Обычно ещё овцы нынче ходят на этом противоположном берегу, никто их не пасёт: какие-то предприимчивые чужаки поселились тут, на окраине, по сути, исчезнувшей деревушки. Крайний дом жилой, с широкими размётками хозяйства, ведь за ним, будто картина художника, природный простор – луг и речка… Раньше, правда, спереди у рядка изб белели стены «фирмы» – с довольно, кстати, приличным поголовьем для наших мест, а нынче от неё и развалин не осталось, до фундамента растащили, лес сорняка теперь чернеет в рост человека – как-то жутковато, наверно, тут, как совсем всё смолкнет и кругом стемнеет. Зимой, когда я поздним вечером хожу на лыжах, мне в чистом поле за два километра светит, мигая, освещая странным нетёплым лучом путь по темноте и непогоде, эта их лампочка. Трясётся и качается она от ветра на углу единственного дома, единственная во всей занесённой бывшей деревне, но бьёт по пустому-белому пространству далеко и мощно, даже не сразу понял, что это: так неожиданны, словно призраки, признаки цивилизации.
Избы-то ещё стоят, кто-то ещё в некоторых из них тихими тенями доживает, единицы. Вот даже вижу дом Ковалёвых: с длинной задней стенкой, всегда этой стеной ярко-бодрый, а теперь облупившийся, тусклый, уже не живут в нём родственники. В этом доме, вернее, в другой избе, но примерно на этом месте, родилась в семье с одиннадцатью робятами бабушка, в девичестве Ковалёва. Тут прошло её недолгое детство…
Хвост деревеньки, конец, а за деревней на горизонте – коечто ещё: кусты и деревья, вещи и нынче редкостные. И это, по рассказам бабушки, не что иное, как остатки старинного сада при усадьбе раскулаченного помещика. Лет двести назад посажены эти яблони, сто раз их и жгли, и пилили, и заросло всё кругом и выродилось, а они знай себе торчат вихрами, и даже одичалые эти яблоки приходилось мне пробовать, а фермеры, поди, набирают скотине!
Где-то здесь была и мельница. А теперь – веером золотые лучи, как у мельницы!.. Бьют, льются они и как будто кружатся, освещая и часть акварельного неба, и пёстрые пустые просторы, выхватывая из этой амальгамы тёмные канделябры чертополоха, калейдоскопично подсвечивая всё под ногами: низкорослую голубоватую полынь, каждую травинку и паутинку, каждую дремлющую на них козявочку…
Пока я медитировал, разыскивал и набирал душицу и хотя бы листья земляники, стало смеркаться, и по-вечернему блестящее дневное светило, словно светофор, в котором оранжевый сменился вдруг на красный, заалело, запламенело беззвучно над оврагом, медленно, как далёкий воздушный шар, спускаясь за кулисы.

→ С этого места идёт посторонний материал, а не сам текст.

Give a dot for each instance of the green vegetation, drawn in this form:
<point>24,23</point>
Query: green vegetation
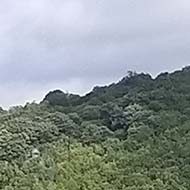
<point>132,135</point>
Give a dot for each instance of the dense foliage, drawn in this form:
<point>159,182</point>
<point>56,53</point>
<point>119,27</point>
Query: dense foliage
<point>132,135</point>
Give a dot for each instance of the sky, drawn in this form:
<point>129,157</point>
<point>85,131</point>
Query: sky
<point>74,45</point>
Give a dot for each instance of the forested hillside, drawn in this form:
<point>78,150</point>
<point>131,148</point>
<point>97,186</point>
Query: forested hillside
<point>130,135</point>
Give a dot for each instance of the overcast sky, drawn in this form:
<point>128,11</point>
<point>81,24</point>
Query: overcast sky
<point>74,45</point>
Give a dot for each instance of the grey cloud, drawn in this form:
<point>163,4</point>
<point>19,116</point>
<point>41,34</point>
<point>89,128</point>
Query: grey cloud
<point>76,44</point>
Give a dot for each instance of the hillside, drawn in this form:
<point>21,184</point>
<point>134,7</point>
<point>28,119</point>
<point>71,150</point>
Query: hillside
<point>130,135</point>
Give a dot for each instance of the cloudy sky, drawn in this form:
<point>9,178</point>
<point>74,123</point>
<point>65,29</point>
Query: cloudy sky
<point>76,44</point>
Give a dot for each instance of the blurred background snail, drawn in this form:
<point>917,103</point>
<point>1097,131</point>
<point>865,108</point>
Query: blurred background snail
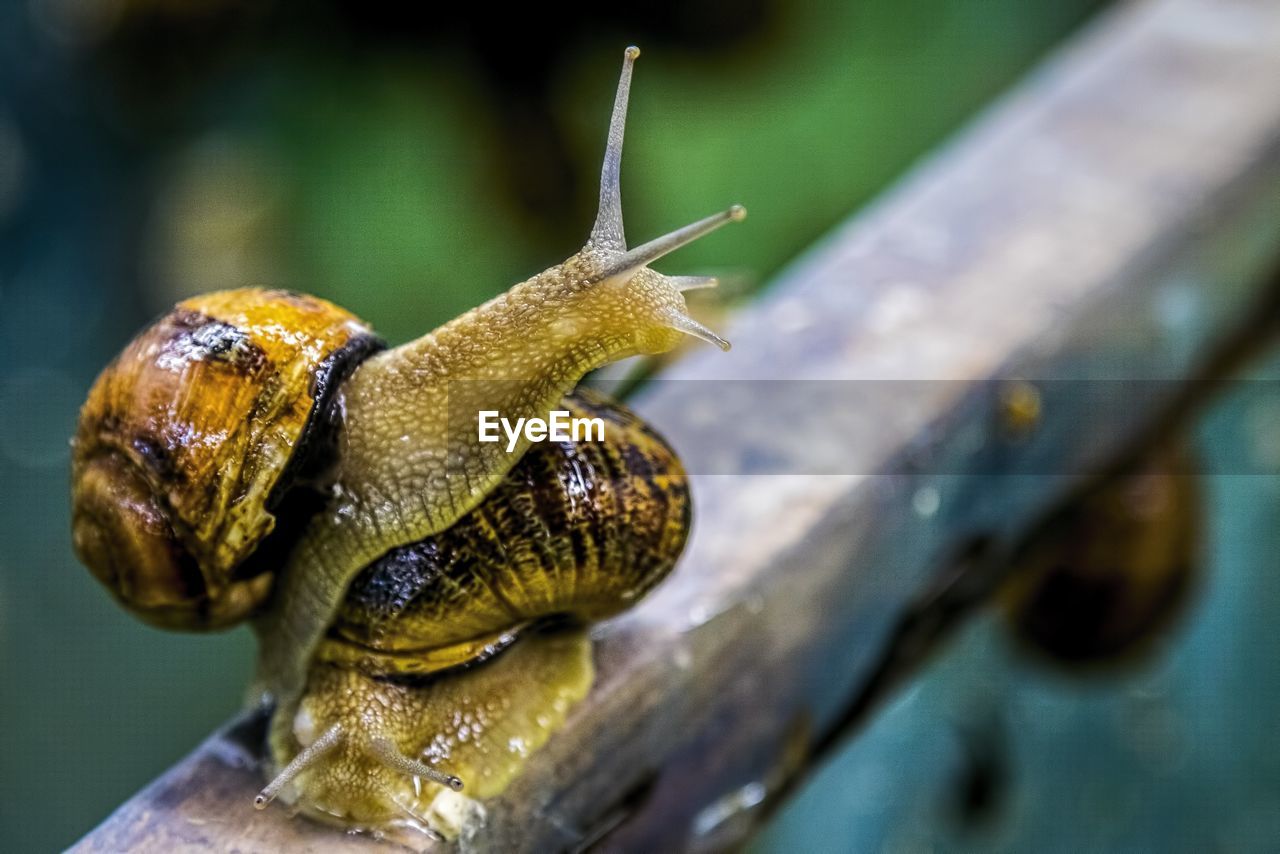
<point>260,453</point>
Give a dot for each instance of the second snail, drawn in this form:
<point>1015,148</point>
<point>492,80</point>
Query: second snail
<point>420,598</point>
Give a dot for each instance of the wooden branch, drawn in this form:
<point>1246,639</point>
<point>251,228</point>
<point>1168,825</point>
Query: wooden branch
<point>1112,218</point>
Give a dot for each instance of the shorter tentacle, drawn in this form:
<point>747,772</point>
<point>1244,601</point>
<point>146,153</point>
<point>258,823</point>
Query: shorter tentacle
<point>387,753</point>
<point>309,756</point>
<point>688,325</point>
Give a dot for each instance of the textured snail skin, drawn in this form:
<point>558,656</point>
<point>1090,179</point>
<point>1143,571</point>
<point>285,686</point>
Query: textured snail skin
<point>575,531</point>
<point>411,461</point>
<point>187,443</point>
<point>481,724</point>
<point>421,598</point>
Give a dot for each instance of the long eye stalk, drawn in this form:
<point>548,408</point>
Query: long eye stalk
<point>607,232</point>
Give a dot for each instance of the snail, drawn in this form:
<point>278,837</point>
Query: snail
<point>1104,578</point>
<point>421,598</point>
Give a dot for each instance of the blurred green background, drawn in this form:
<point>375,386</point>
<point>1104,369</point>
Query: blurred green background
<point>406,163</point>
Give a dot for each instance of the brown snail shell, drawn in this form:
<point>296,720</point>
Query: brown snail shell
<point>191,439</point>
<point>1112,569</point>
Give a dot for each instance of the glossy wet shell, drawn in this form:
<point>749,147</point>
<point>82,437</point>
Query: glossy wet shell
<point>576,529</point>
<point>191,438</point>
<point>1114,569</point>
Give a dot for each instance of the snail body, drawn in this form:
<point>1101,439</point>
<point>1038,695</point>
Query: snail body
<point>261,455</point>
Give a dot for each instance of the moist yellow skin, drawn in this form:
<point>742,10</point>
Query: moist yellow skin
<point>408,473</point>
<point>480,724</point>
<point>411,466</point>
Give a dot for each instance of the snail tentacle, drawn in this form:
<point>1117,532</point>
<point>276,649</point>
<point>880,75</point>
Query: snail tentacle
<point>387,753</point>
<point>641,256</point>
<point>607,233</point>
<point>690,327</point>
<point>694,282</point>
<point>309,756</point>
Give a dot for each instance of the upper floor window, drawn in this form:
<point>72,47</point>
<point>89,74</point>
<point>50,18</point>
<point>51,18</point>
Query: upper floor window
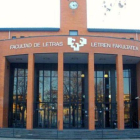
<point>73,32</point>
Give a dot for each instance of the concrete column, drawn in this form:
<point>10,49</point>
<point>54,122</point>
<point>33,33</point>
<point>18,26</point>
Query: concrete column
<point>138,90</point>
<point>60,92</point>
<point>4,91</point>
<point>91,92</point>
<point>120,92</point>
<point>30,92</point>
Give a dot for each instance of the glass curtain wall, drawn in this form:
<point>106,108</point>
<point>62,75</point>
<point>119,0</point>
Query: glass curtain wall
<point>75,113</point>
<point>46,90</point>
<point>18,95</point>
<point>105,97</point>
<point>130,103</point>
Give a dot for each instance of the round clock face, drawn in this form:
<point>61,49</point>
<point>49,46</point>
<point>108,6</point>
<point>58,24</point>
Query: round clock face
<point>73,5</point>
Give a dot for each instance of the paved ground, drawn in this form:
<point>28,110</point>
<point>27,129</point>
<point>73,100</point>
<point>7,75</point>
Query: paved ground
<point>62,139</point>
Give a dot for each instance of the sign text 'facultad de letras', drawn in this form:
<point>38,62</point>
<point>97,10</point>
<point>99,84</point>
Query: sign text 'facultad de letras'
<point>76,46</point>
<point>36,45</point>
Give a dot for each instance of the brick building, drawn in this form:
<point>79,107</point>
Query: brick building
<point>72,77</point>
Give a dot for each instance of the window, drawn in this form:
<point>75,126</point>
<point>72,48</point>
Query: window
<point>21,36</point>
<point>73,32</point>
<point>13,37</point>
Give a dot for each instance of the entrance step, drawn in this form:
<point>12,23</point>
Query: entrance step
<point>69,134</point>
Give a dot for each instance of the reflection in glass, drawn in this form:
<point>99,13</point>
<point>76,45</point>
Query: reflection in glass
<point>19,98</point>
<point>46,101</point>
<point>74,98</point>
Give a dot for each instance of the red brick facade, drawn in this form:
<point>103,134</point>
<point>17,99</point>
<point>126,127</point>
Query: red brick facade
<point>70,20</point>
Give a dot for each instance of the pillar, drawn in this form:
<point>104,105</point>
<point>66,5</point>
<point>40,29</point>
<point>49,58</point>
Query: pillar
<point>30,92</point>
<point>138,89</point>
<point>120,92</point>
<point>60,92</point>
<point>91,92</point>
<point>4,92</point>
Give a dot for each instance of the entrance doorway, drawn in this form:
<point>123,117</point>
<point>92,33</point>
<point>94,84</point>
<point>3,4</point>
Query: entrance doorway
<point>46,88</point>
<point>75,113</point>
<point>105,92</point>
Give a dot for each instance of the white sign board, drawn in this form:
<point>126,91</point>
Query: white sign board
<point>29,14</point>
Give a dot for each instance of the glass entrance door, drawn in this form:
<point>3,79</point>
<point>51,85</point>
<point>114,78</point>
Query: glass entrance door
<point>46,88</point>
<point>47,118</point>
<point>75,97</point>
<point>105,89</point>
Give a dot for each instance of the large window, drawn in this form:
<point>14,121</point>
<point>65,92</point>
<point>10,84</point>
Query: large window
<point>46,89</point>
<point>105,96</point>
<point>18,96</point>
<point>75,97</point>
<point>130,103</point>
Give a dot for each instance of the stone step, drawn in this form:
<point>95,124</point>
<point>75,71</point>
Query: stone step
<point>69,134</point>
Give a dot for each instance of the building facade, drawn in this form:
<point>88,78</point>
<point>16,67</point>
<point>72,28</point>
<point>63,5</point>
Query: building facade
<point>70,77</point>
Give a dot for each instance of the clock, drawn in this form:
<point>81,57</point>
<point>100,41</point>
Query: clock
<point>73,5</point>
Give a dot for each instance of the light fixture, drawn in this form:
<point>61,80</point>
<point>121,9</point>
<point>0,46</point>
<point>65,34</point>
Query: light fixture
<point>82,75</point>
<point>18,59</point>
<point>106,76</point>
<point>74,58</point>
<point>137,98</point>
<point>46,58</point>
<point>21,107</point>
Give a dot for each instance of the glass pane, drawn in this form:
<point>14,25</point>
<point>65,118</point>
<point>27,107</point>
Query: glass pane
<point>54,89</point>
<point>99,73</point>
<point>26,72</point>
<point>46,73</point>
<point>80,73</point>
<point>73,74</point>
<point>20,72</point>
<point>41,73</point>
<point>40,89</point>
<point>47,89</point>
<point>125,73</point>
<point>79,89</point>
<point>54,73</point>
<point>100,97</point>
<point>15,86</point>
<point>20,87</point>
<point>66,73</point>
<point>66,113</point>
<point>126,90</point>
<point>66,89</point>
<point>73,89</point>
<point>15,72</point>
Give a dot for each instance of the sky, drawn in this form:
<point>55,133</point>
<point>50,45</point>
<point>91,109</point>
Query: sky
<point>46,13</point>
<point>108,14</point>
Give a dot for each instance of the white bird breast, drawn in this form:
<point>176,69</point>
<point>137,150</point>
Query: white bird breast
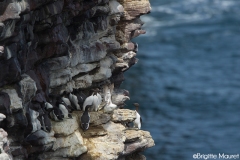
<point>64,110</point>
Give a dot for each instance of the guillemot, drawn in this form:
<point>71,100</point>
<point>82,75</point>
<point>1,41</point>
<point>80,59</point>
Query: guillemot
<point>138,121</point>
<point>85,119</point>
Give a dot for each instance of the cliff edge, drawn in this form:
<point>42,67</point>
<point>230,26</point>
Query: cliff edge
<point>52,47</point>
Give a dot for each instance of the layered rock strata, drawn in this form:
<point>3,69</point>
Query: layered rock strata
<point>51,46</point>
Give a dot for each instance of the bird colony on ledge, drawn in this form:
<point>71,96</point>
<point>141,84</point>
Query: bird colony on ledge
<point>62,63</point>
<point>37,121</point>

Здесь настоящий наш запад – граница, за которую уходит день, за которой кончается наш мир, наша местность, а дальше, почитай, почти что ничего и нет, райцентр Мордово там, Воронеж… и, в принципе, всё, капец, по крайней мере, уже не то, не наше всё там дальше.
«Как так?» – вы спросите. Да здешним, деревенским, в общем-то, понятно: чем дальше от Тамбовской области, тем больше искажённое это уже пространство и время, об том и рассуждать затруднительно. Конечно, возразят на то читатели, что, дескать, телевидение и Интернет давно везде, распространение информации… Но в сельских координатах, повторюсь, и разговоры по-другому строятся, иное восприятие всего: тут больше ценится рассказ от себя, по сути, если не пресловутое своё мнение, то некое своё восприятие.